From this latent space, you can "serialize" outputs in several different ways. Text is one, image/video another. For now, the latent spaces are not general enough to do all equally well, instead models are created that specialize on one modality.

I think the step to AGI does not require throwing a lot more compute into the models, but rather to have them straddle multiple modalities better, in particular, these:

- Physical world modelling at the level of Veo3 (possibly with some lessons from self driving or robotics model for elements like object permananence and perception) - Symbolic processing of the best LLM's. - Ability to be goal oriented and iterate towards a goal, similar to the Alpha* family of systems - Optionally: Optimized for the use of a few specific tools, including a humanoid robot.

Once all of these are integrated into the same latent space, I think we basically have what it takes to replace most human thought.

sgt101|8 months ago

>which is in many ways similar to our subconscious thinking

this is just made up.

- we don't have any useful insight on human subconscious thinking. - we don't have any useful insight on the structures that support human subconscious thinking. - the mechanisms that support human cognition that we do know about are radically different from the mechanisms that current models use. For example we know that biological neurons & synapses are structurally diverse, we know that suppression and control signals are used to change the behaviour of the networks , we know that chemical control layers (hormones) transform the state of the system.

We also know that biological neural systems continuously learn and adapt, for example in the face of injury. Large models just don't do these things.

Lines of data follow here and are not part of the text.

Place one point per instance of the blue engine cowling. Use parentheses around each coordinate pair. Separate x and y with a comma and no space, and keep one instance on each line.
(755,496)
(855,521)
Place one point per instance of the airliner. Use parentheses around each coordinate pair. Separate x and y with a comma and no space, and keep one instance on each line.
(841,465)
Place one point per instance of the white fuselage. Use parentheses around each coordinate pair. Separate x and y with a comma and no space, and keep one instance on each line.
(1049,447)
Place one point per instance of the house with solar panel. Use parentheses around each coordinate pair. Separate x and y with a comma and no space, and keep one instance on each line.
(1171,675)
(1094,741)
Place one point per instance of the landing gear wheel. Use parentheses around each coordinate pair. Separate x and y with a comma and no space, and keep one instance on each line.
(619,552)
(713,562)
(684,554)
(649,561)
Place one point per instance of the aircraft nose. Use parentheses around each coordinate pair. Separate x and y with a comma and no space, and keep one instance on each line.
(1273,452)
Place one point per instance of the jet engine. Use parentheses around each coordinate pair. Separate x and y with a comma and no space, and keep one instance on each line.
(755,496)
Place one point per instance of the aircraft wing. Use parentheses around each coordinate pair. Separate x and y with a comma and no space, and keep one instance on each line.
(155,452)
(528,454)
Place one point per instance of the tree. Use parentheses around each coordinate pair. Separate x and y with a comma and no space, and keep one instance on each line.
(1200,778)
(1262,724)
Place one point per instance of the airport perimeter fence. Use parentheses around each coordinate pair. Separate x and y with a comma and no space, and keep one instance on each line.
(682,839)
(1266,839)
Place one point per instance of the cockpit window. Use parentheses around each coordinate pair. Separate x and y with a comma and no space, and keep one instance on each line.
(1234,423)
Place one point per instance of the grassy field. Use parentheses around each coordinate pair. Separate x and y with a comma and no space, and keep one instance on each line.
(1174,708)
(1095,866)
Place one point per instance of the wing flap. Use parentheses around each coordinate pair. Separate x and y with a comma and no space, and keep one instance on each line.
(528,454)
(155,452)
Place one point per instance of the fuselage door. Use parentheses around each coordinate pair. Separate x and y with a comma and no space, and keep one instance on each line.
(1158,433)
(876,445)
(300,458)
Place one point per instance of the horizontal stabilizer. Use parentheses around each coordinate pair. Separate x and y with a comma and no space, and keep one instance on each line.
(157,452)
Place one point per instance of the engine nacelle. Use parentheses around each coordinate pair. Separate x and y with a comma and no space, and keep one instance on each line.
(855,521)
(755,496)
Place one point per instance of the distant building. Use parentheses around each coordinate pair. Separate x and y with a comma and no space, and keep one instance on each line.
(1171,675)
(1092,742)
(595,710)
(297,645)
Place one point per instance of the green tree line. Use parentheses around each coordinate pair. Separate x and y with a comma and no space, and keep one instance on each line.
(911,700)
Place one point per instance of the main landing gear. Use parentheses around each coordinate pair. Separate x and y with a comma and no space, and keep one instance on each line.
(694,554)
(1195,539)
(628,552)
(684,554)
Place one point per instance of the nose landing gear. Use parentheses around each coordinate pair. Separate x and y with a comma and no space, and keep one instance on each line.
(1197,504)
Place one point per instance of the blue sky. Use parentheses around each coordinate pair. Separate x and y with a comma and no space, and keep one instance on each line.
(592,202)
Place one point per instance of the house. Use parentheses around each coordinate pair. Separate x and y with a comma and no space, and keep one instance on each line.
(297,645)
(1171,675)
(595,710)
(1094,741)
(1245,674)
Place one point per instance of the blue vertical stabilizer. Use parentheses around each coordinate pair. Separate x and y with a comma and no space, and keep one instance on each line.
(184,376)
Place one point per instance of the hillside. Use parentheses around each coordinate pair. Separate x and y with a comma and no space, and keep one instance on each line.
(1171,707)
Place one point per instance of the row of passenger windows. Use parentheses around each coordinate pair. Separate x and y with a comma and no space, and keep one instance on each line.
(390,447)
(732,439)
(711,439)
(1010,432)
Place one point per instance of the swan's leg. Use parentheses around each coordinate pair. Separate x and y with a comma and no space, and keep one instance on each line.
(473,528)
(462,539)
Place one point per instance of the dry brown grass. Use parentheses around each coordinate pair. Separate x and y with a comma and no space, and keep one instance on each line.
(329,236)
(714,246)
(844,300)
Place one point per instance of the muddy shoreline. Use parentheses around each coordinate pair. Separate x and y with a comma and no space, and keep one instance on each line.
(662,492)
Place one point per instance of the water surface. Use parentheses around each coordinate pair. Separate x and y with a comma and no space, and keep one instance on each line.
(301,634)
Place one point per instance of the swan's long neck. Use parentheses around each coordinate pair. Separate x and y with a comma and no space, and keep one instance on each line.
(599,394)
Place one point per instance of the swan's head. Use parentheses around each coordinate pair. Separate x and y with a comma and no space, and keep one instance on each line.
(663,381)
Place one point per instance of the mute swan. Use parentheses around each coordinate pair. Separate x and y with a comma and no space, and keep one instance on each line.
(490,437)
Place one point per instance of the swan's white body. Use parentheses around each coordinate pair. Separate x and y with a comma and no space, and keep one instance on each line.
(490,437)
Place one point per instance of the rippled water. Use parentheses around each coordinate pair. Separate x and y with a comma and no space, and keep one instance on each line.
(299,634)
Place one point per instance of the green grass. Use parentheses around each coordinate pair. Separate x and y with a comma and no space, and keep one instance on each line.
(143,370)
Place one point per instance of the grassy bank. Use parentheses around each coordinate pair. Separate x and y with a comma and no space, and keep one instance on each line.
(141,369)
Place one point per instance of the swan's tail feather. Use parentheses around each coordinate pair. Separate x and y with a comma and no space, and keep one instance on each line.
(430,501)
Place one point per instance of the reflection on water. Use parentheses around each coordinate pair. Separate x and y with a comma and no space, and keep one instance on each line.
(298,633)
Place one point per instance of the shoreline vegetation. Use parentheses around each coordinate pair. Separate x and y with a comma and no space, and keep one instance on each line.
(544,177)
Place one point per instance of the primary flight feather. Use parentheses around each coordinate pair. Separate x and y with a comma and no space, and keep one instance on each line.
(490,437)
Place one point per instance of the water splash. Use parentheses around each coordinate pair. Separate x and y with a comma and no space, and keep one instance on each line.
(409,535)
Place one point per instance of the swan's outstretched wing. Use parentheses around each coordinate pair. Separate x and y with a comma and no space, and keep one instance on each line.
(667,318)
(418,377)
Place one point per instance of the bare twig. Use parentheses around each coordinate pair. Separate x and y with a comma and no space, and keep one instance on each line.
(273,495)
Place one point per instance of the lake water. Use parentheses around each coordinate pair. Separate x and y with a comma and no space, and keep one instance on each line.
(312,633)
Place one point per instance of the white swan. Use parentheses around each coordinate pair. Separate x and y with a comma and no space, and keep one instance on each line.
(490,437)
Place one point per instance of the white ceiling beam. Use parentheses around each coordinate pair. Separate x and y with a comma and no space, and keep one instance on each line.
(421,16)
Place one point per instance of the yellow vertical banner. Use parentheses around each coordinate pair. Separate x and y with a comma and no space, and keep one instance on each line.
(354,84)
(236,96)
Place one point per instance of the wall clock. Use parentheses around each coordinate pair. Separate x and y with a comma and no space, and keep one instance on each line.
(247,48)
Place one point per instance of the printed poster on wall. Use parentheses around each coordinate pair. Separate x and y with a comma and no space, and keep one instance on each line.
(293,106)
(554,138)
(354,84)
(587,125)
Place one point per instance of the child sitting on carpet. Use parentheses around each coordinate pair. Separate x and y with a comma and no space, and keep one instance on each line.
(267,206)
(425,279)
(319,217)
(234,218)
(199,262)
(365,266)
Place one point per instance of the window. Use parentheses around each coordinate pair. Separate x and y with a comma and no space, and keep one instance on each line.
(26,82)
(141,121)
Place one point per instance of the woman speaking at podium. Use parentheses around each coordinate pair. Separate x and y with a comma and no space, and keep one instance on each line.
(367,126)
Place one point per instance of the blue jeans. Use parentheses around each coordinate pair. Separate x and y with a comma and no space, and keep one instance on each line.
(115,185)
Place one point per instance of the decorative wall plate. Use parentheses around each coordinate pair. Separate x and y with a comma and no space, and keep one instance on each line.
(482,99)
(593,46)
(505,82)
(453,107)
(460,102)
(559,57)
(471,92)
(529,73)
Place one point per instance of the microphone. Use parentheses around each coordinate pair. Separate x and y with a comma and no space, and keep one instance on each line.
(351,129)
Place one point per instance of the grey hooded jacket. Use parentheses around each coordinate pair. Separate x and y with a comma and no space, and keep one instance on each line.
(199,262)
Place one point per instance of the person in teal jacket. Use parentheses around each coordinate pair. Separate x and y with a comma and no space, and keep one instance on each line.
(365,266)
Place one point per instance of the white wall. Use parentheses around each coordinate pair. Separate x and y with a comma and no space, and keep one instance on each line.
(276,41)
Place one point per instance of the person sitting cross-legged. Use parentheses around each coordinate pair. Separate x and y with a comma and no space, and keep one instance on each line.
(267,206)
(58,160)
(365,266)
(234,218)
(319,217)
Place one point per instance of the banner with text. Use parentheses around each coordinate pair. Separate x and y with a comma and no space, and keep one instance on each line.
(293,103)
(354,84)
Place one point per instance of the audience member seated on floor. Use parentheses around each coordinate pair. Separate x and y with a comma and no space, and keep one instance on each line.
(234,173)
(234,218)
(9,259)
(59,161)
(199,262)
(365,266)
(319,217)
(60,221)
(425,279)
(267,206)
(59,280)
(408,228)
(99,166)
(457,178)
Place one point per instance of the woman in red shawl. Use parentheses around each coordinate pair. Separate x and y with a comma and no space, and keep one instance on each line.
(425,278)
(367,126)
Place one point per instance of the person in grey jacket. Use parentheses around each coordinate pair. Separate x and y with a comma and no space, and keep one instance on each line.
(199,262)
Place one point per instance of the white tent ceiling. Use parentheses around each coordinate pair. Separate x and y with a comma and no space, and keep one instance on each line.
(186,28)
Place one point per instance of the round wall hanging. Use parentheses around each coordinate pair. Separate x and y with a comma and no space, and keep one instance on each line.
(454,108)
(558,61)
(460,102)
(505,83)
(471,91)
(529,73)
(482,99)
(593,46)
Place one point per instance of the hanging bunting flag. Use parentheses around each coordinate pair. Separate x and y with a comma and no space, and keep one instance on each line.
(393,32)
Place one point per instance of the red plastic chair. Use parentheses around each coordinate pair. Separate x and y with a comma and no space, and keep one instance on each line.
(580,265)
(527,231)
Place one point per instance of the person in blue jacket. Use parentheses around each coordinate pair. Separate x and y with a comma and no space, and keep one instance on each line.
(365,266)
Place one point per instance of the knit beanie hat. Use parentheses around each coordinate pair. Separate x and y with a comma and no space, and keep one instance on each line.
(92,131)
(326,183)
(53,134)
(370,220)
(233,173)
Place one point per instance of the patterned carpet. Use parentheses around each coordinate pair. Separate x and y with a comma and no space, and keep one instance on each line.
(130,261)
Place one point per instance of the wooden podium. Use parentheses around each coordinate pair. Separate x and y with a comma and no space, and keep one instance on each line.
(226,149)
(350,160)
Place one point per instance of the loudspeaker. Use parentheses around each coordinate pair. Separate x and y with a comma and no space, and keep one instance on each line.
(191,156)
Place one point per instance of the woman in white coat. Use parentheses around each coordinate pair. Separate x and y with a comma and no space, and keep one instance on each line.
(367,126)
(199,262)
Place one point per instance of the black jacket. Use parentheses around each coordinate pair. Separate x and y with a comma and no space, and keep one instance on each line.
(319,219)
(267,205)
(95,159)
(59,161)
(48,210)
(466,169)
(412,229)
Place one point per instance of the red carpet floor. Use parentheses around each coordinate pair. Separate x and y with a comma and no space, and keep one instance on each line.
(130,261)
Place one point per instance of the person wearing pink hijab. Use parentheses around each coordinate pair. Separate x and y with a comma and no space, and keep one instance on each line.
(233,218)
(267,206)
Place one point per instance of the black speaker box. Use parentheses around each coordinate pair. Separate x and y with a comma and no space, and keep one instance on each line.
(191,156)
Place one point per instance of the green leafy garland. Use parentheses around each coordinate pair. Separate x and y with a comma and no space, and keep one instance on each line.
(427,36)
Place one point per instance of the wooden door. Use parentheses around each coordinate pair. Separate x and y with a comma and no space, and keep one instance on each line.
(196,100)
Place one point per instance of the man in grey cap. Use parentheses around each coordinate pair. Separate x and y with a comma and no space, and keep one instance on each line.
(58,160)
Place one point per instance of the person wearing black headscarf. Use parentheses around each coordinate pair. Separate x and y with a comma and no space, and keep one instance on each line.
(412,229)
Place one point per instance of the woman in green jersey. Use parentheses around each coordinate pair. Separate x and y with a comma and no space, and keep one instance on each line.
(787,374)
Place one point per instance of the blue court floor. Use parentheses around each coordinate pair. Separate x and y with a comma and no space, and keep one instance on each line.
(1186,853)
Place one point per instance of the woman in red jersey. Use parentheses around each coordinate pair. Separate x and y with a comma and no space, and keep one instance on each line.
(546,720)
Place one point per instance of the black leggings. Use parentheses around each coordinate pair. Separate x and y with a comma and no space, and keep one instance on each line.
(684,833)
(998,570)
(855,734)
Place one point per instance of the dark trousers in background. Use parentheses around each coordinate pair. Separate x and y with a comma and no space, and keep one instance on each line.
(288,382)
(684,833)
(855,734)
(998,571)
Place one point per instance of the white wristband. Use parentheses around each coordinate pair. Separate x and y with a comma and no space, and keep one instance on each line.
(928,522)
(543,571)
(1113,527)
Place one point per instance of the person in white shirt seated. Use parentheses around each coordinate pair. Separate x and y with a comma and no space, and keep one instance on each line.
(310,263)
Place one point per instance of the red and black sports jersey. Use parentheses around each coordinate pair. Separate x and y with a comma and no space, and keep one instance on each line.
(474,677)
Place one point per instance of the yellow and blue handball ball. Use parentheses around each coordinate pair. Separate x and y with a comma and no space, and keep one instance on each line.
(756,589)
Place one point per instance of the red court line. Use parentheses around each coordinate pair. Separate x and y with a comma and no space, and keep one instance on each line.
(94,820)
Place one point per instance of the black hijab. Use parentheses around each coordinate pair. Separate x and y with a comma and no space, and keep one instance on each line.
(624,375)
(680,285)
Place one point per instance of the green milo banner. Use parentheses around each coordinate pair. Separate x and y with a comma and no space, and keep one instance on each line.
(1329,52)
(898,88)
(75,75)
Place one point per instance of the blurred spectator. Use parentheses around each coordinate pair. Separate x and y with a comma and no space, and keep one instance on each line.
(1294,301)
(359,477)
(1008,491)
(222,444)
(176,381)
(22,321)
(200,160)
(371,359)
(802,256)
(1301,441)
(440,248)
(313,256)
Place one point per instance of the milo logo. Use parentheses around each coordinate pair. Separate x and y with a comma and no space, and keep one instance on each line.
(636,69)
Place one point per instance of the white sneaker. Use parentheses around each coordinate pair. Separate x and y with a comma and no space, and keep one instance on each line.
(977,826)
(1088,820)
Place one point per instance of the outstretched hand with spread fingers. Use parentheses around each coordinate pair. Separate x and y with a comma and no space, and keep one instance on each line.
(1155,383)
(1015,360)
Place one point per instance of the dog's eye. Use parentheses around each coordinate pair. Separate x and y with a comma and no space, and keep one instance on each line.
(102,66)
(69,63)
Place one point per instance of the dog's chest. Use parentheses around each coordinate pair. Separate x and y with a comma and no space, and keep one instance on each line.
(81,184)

Also this thing about deeper and deeper realities? C'mon, it's surface level association all the way down!

phorkyas82|8 months ago

As far as I understood any AI model is just a linear combination of its training data. Even if that were such a large corpus as the entire web... it's still just like a sophisticated compression of other's people's expressions.

It has not made its own experiences, not interacted with the outer world. Dunno, I won't to rule out something operating solely on language artifacts cannot develop intelligence or consciousness, whatever that is,.. but so far there are also enough humans we could care about and invest into.

andsoitis|8 months ago

> the AI models detect deeper and deeper patterns of reality. Much deeper than the surface pattern of the text

What are you talking about?

klipt|8 months ago

If you wish to make an apple pie from scratch

You must first invent the universe

If you wish to predict the next token really well

You must first model the universe

Aeolun|8 months ago

> wondering when it can generate a beautifully-written novel

Not quite yet, but I’m working on it. It’s ~~hard~~ impossible to get original ideas out of an LLM, so it’ll probably always be a human assisted effort.

agumonkey|8 months ago

The TB of everything with transformers makes a difference, maybe i'm just too uneducated, but the amount of semantic context that can be taken into account when generating the next token is really disrupting.

marsten|8 months ago

> Over the years, the magic was never lost on me. However, I can never see LLMs as more than a "token prediction machine".

The "mere token prediction machine" criticism, like Pearl's "deep learning amounts to just curve fitting", is true but it also misses the point. AI in the end turns a mirror on humanity and will force us to accept that intelligence and consciousness can emerge from some pretty simple building blocks. That in some deep sense, all we are is curve fitting.

It reminds me of the lines from T.S. Eliot, “...And the end of all our exploring, Will be to arrive where we started, And know the place for the first time."